En consecuencia, las previsiones sobre desconexión que adolezcan de ese defecto deben considerarse nulas

Una vez más, la cuestión que se planteaba en este pronunciamiento era la legalidad de determinadas cláusulas del contrato tipo de trabajo a distancia que una empresa  utilizaba con sus trabajadores interesados en teletrabajar. Destacamos, entre otras, las siguientes:

 

Remuneración de gastos

Sin duda ninguna, recuerda el Tribunal Supremo, la Ley 10/2021 (Ley de Trabajo a distancia) -arts. 7 b) y 12- establece que los gastos en los que incurra el trabajador a distancia tienen que ser compensados y abonados por la empresa.

A partir de ahí, también se establece que los convenios colectivos pueden establecer previsiones al respecto, previsión convencional que, si bien es conveniente porque la regulación legal es genérica y requiere ser completada y precisada, no es obligatoria.

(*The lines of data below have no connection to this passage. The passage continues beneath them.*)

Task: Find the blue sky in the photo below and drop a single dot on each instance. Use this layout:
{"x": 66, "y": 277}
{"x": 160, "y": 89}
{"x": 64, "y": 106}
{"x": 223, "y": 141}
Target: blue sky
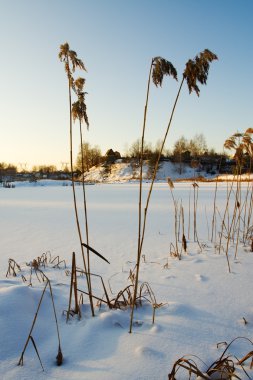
{"x": 117, "y": 39}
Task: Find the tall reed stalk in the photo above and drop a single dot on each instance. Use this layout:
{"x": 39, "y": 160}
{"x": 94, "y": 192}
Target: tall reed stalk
{"x": 196, "y": 71}
{"x": 69, "y": 57}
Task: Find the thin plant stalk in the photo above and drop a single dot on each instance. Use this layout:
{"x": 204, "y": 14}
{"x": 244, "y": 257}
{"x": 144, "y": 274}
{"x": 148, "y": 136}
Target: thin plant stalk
{"x": 146, "y": 207}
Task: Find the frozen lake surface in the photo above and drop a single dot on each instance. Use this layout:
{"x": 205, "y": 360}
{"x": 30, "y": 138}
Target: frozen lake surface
{"x": 203, "y": 303}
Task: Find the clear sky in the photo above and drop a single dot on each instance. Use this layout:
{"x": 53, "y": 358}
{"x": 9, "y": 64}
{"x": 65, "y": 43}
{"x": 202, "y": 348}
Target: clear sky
{"x": 116, "y": 39}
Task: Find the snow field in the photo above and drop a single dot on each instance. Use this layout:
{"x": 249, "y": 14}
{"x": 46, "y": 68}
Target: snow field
{"x": 203, "y": 303}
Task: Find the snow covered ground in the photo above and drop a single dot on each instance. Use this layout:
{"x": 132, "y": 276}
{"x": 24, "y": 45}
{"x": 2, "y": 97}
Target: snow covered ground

Igualmente claro es que el convenio colectivo no puede contradecir la clara determinación legal de que los gastos de la persona trabajadora a distancia deben ser obligadamente compensados por la empresa.

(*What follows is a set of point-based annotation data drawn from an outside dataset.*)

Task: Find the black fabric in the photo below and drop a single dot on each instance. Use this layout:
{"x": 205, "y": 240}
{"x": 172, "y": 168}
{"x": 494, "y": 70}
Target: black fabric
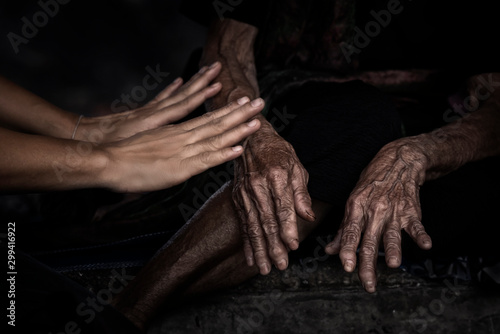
{"x": 252, "y": 12}
{"x": 338, "y": 128}
{"x": 47, "y": 302}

En consecuencia, que el convenio colectivo sectorial no establezca criterio alguno para la compensación de los gastos no es óbice para que el empresario tenga que dar necesario cumplimiento a la obligación que legalmente se le impone.

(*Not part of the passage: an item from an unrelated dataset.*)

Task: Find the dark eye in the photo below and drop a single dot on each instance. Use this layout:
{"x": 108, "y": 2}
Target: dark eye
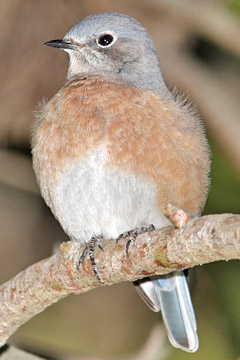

Sin embargo, y aquí difieren en su valoración el Tribunal Supremo y la Audiencia Nacional, lo que no es dable es considerar que la cláusula del contrato tipo de trabajo a distancia que dice «según lo previsto en la negociación colectiva sectorial» sea nula por tal razón -por no existir tal previsión-, porque es indubitado que el trabajador tiene claramente establecido en la Ley su derecho a la remuneración de gastos.

 

Facilitación a la empresa del correo electrónico y teléfono personal

El contrato tipo preveía que el trabajador debía facilitar a la empresa, su correo electrónico y número de teléfono personal, por si fuera necesario contactar con él, por urgencias del servicio.

La Ley de Trabajo a distancia -arts. 11 y 12- establece, por un lado, que la persona trabajadora a distancia tiene derecho a que la empresa le proporcione todos los medios, equipos y herramientas necesarios para el desarrollo de la actividad; y, por otro, que la empresa no podrá exigir a la persona trabajadora la utilización de dispositivos de su propiedad en el desarrollo de su trabajo a distancia.

No obstante, si bien ello es así, no por ello se deduce necesariamente la nulidad de la cláusula del contrato tipo de trabajo a distancia.

Y es que, la facilitación a la empresa por parte de la persona trabajadora de su correo electrónico y número de teléfono personal puede ser necesaria, adicionalmente, para la «ejecución» del contrato de trabajo, según dispone el propio artículo 6.1 b) RGPD como una de las posibles bases de licitud del tratamiento de datos personales.

La realidad social actual hace, en definitiva, que la facilitación de esos datos como medios de comunicación socialmente prototípicos de nuestro tiempo, pueda ser necesaria, en efecto, para el desenvolvimiento del contrato de trabajo.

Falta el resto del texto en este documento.